He says it’s a good bar question. Lol.
Anyways, that’s the result.
About 1.1 × 10¹⁵ poops — roughly 1,086 trillion.
Freaking impressive!
I guess one more doesn’t make any difference, but I deployed it nevertheless!
We’re so useless!!
If anybody’s interested, here’s the math:
The math
Started from the Population Reference Bureau’s estimate that about 117 billion members of our species have ever been born on Earth .
But births alone aren’t enough — someone who died at age 2 pooped far less than someone who lived to 80. So I converted to person-years lived, distributing those 117 billion births across historical epochs and multiplying by the life expectancy of each period. The key fact: life expectancy at birth probably averaged only about 10 years for most of human history . We died young for millennia.
Result: ~3 × 10¹² person-years lived in total. Multiply by 365 poops/year → 1.09 × 10¹⁵ poops.
Scale comparisons
• Per person alive today: 132,000 poops each if distributed evenly — 363 years of daily pooping per person.
• Total weight (150g each): ~163 billion tonnes.
• Total volume: ~154 km³ — about 3 times Lake Garda in pure poop.
• Today’s global daily output (8.2 billion poops) is just 0.00075% of the historical total. A drop in the lake.
Honest caveeats
The wobbliest number is the Paleolithic — no demographic data exist for more than 99% of the span of human existence , and even for year 1 CE estimates range from 170M to 300M people. Uncertainty is easily ±30%. I also assumed 1 poop/day; newborns do 4-6, the constipated do one every three days, high-fibre pre-industrial diets probably produced more.
The order of magnitude — 10¹⁵, a quadrillion — is solid.
Sunday, 17 May 2026 | 9:04 AM
Another day of problematic shit
Saturday, 16 May 2026 | 8:16 AM
Shitty shit. finally
Luckily.
I was going to explode. My belly was bloating for days. It still is a little balloony, but I feel little better now.
Friday, 15 May 2026 | 2:57 PM
Definitely not the best time for a poop
Yet, it just kicked
Friday, 15 May 2026 | 8:12 AM
Constipated morning
I just hate it
Hate life
Hate people
Hate anything.
JUT BECAUSE OF UNEXPELLED SHIT!
Thursday, 14 May 2026 | 8:01 AM
The problem with shit today is, no prob, no greatness. Just dull
Wednesday, 13 May 2026 | 4:35 PM
An even-less-expected third turd today.
Let’s go back to work now
Wednesday, 13 May 2026 | 9:50 AM
There was more poop, and I didn’t notice it.

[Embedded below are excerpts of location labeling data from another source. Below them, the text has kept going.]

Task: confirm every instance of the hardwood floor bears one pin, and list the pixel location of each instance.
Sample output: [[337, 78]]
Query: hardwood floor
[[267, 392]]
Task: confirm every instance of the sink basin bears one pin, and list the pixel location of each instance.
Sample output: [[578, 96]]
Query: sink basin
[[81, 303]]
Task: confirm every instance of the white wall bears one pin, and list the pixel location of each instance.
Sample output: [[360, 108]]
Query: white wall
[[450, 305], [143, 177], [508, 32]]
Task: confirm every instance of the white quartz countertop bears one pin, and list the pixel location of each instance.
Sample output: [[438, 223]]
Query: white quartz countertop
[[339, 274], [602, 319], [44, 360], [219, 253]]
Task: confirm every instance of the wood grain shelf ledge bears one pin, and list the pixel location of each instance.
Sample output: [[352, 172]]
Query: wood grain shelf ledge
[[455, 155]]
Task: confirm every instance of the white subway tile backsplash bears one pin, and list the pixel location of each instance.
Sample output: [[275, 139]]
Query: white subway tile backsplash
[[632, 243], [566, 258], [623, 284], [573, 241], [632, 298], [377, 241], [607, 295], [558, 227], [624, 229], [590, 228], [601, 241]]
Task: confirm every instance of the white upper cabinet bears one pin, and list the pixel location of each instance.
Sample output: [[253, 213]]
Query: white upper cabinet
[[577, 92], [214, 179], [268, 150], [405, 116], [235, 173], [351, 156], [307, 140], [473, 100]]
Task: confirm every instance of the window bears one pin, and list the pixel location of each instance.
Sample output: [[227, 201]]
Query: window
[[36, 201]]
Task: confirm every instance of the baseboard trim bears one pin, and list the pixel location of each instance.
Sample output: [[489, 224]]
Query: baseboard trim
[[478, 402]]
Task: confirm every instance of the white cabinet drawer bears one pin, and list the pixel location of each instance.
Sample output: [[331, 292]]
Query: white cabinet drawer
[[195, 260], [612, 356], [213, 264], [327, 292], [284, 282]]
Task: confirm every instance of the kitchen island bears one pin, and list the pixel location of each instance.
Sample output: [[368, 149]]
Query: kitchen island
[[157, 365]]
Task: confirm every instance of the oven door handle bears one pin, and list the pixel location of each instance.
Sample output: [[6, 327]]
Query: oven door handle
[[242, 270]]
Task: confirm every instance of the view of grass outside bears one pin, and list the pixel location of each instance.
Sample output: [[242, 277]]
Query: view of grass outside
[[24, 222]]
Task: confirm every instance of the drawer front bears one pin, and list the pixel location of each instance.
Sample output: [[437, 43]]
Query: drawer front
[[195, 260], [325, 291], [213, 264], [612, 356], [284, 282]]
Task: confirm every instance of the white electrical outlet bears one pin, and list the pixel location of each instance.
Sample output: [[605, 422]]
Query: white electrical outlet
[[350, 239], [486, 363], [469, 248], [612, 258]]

Now, it’s just self-evident. Stained
Wednesday, 13 May 2026 | 7:50 AM
Just taking shit.
Tuesday, 12 May 2026 | 8:15 AM
I’m way too drowsy to take a proper shit. Luckily it happened all by itself as I sat down.
One single HUGE drop
Monday, 11 May 2026 | 8:08 AM
Poop got out in a POP.
My cats startled. Lol
Sunday, 10 May 2026 | 9:23 AM
I feel odd, this morning.
Can’t shit, but I feel black magic inside me.

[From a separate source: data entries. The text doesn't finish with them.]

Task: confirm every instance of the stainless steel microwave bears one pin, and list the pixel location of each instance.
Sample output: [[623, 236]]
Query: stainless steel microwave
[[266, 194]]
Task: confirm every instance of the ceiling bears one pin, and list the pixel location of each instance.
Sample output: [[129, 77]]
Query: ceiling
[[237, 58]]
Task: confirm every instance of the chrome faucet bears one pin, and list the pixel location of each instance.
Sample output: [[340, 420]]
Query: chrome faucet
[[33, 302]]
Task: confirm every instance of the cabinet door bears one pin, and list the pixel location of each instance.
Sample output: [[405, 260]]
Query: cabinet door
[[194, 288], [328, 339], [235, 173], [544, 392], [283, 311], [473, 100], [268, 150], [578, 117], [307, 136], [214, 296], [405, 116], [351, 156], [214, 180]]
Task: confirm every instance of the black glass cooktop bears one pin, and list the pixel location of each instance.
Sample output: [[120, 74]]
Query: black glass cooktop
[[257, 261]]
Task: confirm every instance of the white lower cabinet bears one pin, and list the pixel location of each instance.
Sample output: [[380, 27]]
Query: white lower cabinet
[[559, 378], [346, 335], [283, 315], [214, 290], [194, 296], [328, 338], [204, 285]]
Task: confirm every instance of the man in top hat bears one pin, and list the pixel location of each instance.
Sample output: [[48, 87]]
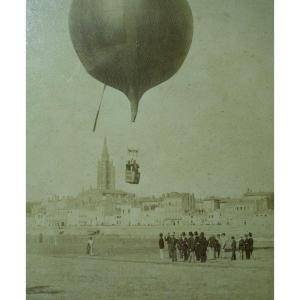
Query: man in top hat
[[218, 246], [251, 242], [242, 247], [223, 241], [161, 245], [185, 247], [247, 247], [197, 245], [168, 240], [173, 246], [233, 248], [191, 244], [203, 247]]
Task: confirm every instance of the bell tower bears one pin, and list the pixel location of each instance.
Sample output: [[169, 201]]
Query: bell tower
[[105, 171]]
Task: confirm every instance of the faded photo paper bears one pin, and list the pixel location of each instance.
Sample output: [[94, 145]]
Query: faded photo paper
[[150, 149]]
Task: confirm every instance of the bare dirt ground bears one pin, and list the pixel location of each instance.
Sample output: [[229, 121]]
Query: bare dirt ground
[[130, 268]]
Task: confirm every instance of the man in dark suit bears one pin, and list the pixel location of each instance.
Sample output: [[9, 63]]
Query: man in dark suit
[[197, 246], [185, 247], [241, 247], [191, 244], [173, 245], [168, 240], [233, 248], [251, 242], [161, 245], [203, 247], [247, 247]]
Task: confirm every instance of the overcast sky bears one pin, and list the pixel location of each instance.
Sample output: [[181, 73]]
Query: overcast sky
[[208, 130]]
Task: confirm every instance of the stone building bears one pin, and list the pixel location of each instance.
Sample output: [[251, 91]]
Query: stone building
[[105, 171]]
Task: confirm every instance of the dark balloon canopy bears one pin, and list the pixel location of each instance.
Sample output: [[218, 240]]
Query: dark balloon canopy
[[131, 45]]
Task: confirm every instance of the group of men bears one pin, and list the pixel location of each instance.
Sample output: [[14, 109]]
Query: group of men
[[196, 247]]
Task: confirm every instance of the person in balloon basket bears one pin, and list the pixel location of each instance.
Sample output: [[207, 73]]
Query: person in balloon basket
[[174, 247], [247, 247], [191, 245], [233, 248], [241, 247], [161, 245], [168, 240]]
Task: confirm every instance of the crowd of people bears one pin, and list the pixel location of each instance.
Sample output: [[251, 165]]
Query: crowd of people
[[196, 247]]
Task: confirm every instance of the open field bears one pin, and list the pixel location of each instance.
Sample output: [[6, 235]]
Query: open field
[[130, 268]]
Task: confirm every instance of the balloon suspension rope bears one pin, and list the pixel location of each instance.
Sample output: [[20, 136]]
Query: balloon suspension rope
[[97, 115]]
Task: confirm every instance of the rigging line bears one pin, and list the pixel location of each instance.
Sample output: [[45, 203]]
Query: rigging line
[[98, 111]]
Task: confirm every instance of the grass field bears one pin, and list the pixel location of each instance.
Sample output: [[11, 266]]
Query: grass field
[[130, 268]]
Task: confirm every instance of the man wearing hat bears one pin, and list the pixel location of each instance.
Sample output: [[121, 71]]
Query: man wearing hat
[[185, 247], [242, 247], [203, 247], [168, 240], [197, 246], [233, 248], [173, 246], [251, 242], [247, 247], [191, 244], [161, 245]]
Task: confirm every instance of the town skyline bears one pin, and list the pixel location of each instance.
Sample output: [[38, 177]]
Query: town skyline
[[105, 153], [208, 130]]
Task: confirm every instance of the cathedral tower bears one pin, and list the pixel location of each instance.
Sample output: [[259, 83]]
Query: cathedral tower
[[106, 171]]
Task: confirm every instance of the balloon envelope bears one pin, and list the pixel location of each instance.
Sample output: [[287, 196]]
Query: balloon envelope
[[131, 45]]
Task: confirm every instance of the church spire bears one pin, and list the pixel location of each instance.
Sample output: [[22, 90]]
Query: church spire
[[105, 155]]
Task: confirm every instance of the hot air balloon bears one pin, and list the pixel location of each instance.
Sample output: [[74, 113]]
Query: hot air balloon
[[131, 45]]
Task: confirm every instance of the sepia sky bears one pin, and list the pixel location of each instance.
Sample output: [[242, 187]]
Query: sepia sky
[[208, 130]]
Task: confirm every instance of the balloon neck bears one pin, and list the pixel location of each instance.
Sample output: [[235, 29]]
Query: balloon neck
[[134, 104]]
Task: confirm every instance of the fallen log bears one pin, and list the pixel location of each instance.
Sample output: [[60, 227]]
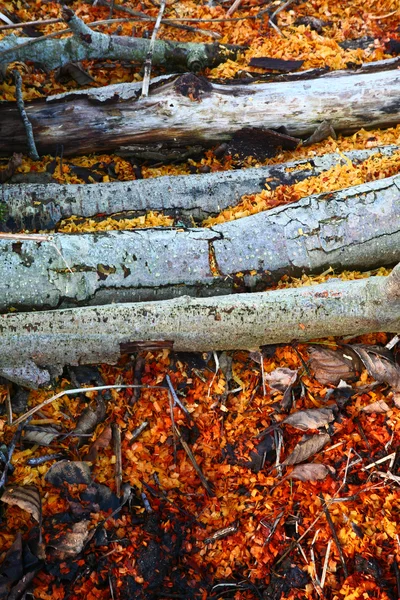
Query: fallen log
[[100, 334], [43, 206], [355, 228], [87, 44], [190, 110]]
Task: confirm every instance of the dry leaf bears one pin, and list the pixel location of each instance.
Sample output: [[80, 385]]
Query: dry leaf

I feel like I hate anybody and anything. It’s bad.
I hate myself as well.
Must take a shit but I’m constipated. That shit is black magic.
It’s bad
Hope I survive the day
Sarurday, 9 May 2026 | 9:54 AM
fair poop session
6/10
Not so great
Friday, 8 May 2026 | 8:40 AM
Poop in two – very close – sessions.
Took a poop, a fair amount, then went straight to the desktop to start my daily tasks. BUT(T), my arse started pounding, then farting, then smelling.
I had to get back to the loo.
Which is exactly where I’m right now.
You know what though? Shit is still hiding, idling, but IT’s THERE! i feeeeel it!
Thursday, 7 May 2026 | 3:56 PM
Finally, A decent aMOUNT(ain) OF CRAP!